2 For any set $S$ by universal property of localization: $\alpha \in Hom(R, S^{-1}R)$ such that a)$\alpha(s)$ is invertible and b)If $\beta \in Hom(R, T)$ and $\beta(s)$ invertible in $T$ then there is $\gamma \in Hom(S^{-1}R, T)$ such that these ring homomorphisms commute.
I understand the "fractions definition" and from this, I built some understanding of Categorical definition. We also had a proposition in my Alg. Geometry class showing that rings of fractions from the first definition (together with homomorphism $r->r/1$) are basically the same thing as in the categorical definition.
Question However, the categorical definition needs not the assumption of $S$ being multiplicatively closed. How does a (categorical) localization with respect to $S$ not multiplicatively closed looks like?
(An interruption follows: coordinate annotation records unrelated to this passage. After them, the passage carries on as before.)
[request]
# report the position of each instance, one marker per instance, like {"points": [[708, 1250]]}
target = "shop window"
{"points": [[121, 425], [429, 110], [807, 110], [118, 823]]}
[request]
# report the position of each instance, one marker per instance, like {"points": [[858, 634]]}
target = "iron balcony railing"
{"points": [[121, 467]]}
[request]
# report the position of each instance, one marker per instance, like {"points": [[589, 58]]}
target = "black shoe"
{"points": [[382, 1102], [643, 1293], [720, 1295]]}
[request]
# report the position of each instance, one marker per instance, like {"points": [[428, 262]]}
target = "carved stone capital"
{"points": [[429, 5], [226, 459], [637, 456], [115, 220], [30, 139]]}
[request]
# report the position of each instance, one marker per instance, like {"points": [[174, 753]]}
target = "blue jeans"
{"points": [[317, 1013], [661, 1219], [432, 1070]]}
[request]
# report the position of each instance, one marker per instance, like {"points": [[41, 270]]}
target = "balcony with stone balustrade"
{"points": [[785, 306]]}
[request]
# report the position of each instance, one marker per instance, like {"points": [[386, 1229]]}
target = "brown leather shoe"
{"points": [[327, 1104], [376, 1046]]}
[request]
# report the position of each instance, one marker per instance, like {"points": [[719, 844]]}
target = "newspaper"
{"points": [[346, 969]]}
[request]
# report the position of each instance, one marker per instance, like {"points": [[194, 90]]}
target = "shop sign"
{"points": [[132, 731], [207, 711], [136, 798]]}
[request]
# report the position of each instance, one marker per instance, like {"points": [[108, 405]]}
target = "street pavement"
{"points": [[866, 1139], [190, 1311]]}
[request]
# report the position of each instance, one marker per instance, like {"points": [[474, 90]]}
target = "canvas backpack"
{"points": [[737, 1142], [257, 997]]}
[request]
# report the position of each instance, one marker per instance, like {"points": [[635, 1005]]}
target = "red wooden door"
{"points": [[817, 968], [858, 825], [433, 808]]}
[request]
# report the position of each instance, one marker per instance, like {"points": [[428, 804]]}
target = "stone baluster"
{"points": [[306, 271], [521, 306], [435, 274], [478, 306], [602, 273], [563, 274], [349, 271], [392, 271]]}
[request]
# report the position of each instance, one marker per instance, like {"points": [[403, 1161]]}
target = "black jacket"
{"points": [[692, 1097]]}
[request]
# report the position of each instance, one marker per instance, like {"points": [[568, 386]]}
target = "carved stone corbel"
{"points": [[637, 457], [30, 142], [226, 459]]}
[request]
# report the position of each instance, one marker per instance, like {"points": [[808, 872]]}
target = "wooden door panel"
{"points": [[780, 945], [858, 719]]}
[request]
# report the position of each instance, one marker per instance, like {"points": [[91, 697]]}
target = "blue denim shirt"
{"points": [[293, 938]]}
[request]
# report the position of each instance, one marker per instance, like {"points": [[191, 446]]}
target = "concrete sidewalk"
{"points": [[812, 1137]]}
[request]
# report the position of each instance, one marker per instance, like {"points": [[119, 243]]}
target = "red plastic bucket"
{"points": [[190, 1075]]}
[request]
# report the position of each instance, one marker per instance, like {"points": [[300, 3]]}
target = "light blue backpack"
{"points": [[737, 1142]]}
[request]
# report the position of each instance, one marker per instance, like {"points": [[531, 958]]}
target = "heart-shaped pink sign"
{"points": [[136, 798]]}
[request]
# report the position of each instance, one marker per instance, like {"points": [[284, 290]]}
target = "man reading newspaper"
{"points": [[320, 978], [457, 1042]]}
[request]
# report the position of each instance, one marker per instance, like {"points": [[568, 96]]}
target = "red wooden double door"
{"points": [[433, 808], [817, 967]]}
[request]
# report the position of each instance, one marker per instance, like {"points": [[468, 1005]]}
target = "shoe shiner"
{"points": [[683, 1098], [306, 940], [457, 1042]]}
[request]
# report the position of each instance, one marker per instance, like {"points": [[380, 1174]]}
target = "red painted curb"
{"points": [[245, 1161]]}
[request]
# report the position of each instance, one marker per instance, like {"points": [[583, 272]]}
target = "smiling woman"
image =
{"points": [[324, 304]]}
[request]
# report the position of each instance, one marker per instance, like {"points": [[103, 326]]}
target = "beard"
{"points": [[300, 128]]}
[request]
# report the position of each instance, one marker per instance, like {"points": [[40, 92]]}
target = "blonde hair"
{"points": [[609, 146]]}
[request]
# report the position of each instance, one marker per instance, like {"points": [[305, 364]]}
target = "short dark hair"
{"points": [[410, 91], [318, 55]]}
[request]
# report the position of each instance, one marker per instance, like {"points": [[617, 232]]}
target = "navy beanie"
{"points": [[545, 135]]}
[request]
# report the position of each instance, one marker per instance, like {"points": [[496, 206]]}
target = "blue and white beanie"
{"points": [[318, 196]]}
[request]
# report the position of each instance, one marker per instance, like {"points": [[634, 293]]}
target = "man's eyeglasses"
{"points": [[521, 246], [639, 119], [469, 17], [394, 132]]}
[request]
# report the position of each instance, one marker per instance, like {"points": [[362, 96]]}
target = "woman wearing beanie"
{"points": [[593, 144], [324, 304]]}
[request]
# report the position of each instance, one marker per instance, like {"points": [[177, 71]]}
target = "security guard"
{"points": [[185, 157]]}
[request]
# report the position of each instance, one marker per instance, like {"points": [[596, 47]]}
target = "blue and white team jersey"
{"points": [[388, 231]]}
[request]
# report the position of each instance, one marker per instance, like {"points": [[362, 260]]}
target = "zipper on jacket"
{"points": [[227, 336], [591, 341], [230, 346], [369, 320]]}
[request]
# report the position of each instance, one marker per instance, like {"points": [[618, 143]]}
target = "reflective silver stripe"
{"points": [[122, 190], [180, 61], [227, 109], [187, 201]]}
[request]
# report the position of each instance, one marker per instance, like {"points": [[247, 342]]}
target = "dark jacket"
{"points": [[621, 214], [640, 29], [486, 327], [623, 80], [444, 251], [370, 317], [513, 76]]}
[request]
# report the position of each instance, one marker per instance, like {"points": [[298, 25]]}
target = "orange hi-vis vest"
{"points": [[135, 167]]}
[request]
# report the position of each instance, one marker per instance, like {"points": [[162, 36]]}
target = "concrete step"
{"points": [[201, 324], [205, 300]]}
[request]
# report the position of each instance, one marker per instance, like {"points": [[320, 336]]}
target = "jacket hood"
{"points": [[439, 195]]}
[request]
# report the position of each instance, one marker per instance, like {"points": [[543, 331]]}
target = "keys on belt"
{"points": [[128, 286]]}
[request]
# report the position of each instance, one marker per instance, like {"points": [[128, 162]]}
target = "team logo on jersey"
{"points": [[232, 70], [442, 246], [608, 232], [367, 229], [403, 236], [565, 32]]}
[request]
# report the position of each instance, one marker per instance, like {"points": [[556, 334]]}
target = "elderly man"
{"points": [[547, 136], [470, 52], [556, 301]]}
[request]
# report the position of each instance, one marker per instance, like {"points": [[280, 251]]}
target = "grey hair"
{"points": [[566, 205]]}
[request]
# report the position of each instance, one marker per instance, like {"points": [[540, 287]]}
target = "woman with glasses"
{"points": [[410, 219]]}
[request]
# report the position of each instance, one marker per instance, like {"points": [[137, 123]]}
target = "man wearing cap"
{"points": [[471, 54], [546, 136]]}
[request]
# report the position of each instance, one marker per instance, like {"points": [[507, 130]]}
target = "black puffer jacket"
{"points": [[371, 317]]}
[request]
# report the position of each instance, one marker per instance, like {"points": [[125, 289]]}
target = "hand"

My thoughts Of course the definition does not say that such localization exists. But what looks more natural to me is take $S'\supset S$ the smallest multiplicatively closed set containing $S$ and consider localization with respect to $S'$. I suppose that all elements from $S'$ would be invertible also in $S^{-1}R$ so maybe using universal property of localization should work?
Best Answer
That's correct: the localization with respect to $S$ is just the same as the localization with respect to the multiplicatively closed set $S'$ that $S$ generates. This is because if $\alpha:R\to T$ is any ring homomorphism, then the set of $s$ such that $\alpha(s)$ is invertible is always multiplicatively closed, so it contains $S$ iff it contains $S'$. So, the universal properties of localization with respect to $S$ and localization with respect to $S'$ are equivalent.